By John Hopkins
I never thought animals so small could make me feel so inadequate, but they did. Many mornings this past August I would settle on the deck with my coffee and book and enjoy the pleasant weather, wiling away the time without a care in the world. And then I would spot them – squirrels or chipmunks rushing about the yard, collecting sticks, leaves or branches from the ground as they prepared their winter shelter or perhaps accumulating food reserves to store underground.
These creatures weren’t enjoying a lazy summer morning like I was. They were hard at work preparing for the coming cold. They weren’t stopping to take in a spectacular summer setting. No, they were on the job.
It wasn’t like I didn’t have jobs that needed doing as part of my own winter preparation. There was the wood to be ordered and delivered, and when it arrived, it needed to be stacked. There was always yard clean-up work to be done. As summer turned into fall there was patio furniture to be stored, winter boots, coats and shovels to be retrieved from the shed, and snow tires to go on the car.
I thought about some of these things as I sat with my coffee and book, but I was not motivated to spring into action, despite the hustle and bustle of industry taking place all around my yard. I always managed to justify a delay in beginning my winter preparations.
One particularly ambitious chipmunk was a great fascination to Nancy and I. From a very early point in the summer he had begun a long process of moving dirt and rocks from a spot in the back yard and hollowed out a cozy-looking winter home in the earth.
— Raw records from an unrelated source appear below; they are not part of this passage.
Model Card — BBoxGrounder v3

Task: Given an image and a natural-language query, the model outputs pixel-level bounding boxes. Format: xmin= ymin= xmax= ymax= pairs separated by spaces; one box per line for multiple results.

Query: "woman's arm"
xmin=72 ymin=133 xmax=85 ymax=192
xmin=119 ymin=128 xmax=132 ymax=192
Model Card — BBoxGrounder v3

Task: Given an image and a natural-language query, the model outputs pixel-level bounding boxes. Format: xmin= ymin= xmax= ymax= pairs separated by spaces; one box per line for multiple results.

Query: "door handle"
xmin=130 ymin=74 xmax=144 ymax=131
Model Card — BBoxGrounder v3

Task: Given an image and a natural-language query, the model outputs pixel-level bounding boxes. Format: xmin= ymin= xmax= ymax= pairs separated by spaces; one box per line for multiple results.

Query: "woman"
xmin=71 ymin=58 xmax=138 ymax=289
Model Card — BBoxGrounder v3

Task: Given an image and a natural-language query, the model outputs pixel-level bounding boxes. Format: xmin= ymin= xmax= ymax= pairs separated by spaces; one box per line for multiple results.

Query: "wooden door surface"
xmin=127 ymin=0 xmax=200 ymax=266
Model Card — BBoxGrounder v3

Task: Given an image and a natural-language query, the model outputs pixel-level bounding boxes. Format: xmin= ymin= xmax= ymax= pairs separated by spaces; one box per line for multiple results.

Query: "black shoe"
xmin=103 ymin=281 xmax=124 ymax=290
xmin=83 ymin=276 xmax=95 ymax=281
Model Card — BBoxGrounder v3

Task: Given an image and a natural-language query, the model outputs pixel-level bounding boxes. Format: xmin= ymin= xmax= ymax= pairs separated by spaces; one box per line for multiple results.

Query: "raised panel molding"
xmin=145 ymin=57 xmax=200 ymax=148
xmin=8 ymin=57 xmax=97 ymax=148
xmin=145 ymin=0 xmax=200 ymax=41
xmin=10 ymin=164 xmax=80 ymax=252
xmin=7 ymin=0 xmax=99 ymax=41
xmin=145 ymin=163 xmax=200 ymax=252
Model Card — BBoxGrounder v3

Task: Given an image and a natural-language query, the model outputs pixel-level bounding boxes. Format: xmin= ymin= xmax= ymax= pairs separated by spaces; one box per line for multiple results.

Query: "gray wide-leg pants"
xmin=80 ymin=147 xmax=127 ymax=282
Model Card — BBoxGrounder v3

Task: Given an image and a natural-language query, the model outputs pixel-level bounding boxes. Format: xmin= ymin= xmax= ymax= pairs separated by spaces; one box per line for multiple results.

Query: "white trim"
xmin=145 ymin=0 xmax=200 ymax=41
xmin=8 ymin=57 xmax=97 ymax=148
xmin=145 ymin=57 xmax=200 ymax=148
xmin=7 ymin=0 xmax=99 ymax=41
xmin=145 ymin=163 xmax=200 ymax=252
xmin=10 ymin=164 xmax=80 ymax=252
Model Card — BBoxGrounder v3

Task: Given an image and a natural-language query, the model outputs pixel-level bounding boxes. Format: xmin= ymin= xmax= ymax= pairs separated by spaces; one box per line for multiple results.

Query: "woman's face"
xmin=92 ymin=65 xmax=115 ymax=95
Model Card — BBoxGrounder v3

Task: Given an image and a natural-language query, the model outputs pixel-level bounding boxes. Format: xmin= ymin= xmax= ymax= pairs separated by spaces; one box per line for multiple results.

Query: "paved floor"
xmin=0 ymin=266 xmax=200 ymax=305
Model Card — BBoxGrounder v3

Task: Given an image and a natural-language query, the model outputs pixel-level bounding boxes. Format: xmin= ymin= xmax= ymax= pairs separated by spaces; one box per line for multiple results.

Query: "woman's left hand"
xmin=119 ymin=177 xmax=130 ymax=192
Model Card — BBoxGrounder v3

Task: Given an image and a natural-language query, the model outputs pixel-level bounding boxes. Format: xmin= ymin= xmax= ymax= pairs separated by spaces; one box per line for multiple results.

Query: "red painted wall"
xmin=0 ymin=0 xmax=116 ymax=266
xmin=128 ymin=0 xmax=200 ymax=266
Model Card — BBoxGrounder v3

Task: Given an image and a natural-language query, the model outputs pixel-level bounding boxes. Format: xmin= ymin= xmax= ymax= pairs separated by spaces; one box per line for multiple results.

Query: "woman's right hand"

It was a long process and by no means a simple task. We were quite impressed with how he had managed to move some of the rock away – he was definitely a small animal that dreamt big.
It made me wonder if animals have any capacity to procrastinate, or if that is solely a human curse. While all his buddies were scurrying around making their winter preparations last August, was there a squirrel sitting somewhere up in a tree, enjoying the view and munching on a few nuts, thinking to himself, “I really should start getting that winter burrow ready and saving some of this food, but it’s only Monday and I have all week.”
I would be that squirrel.
For a long time I thought the chipmunks and squirrels were oblivious to my presence as they scuttled around, not wanting to be distracted. But then I noticed that the chipmunk who had been building the fancy underground condo started giving me a bit of a look, that sort of disdainful look you get from someone who clearly feels they are pulling more than their fair share of the load and you are somehow falling down on the job. I daresay he turned up his nose at me a couple of times.
Well, if there’s one thing for sure, I’m not about to be shown up by a chipmunk. So I finally sprang into action – stacking wood, storing furniture, getting all my winter gear ready for the coming dark days. And it felt good. I had a sense of usefulness and productivity.
When I lived in the city, winter preparation always seemed to be a minor consideration. As long as the furnace still worked, heat was not really an issue. Roads always seemed to be plowed, so there was never much need for snow tires. And most days you could get by without boots depending on where your travels took you.
Indeed, in the city I always found very little contrast between the seasons. Summer eased into fall, fall into winter, winter into spring, and then summer would roll around again. Apart from the hours of daylight and the swings of the temperature, the differences didn’t seem that pronounced.
Out here, however, the seasonal shifts seem that much more stark. Things like a warm house and easy travel to and from work can’t be taken for granted without the proper preparations. The tone of nature changes as the seasons do as well. The animal bustle of late summer and fall recedes as the days get shorter, the temperatures drop and those once busy creatures settle in for a quiet winter. You can sense the change in the activity level. Those quiet, still mid-winter days are so calm and peaceful for a reason.
When you’re out in the country you have to think more like the animals and take their cues. Come to think of it, I’m pretty sure my chipmunk friend wasn’t so much as turning up his nose at me as trying to offer some friendly advice; making sure I noticed his example and followed it.
Thanks for the tip little guy and have a nice warm winter in your underground condo. I’ll see you in the spring.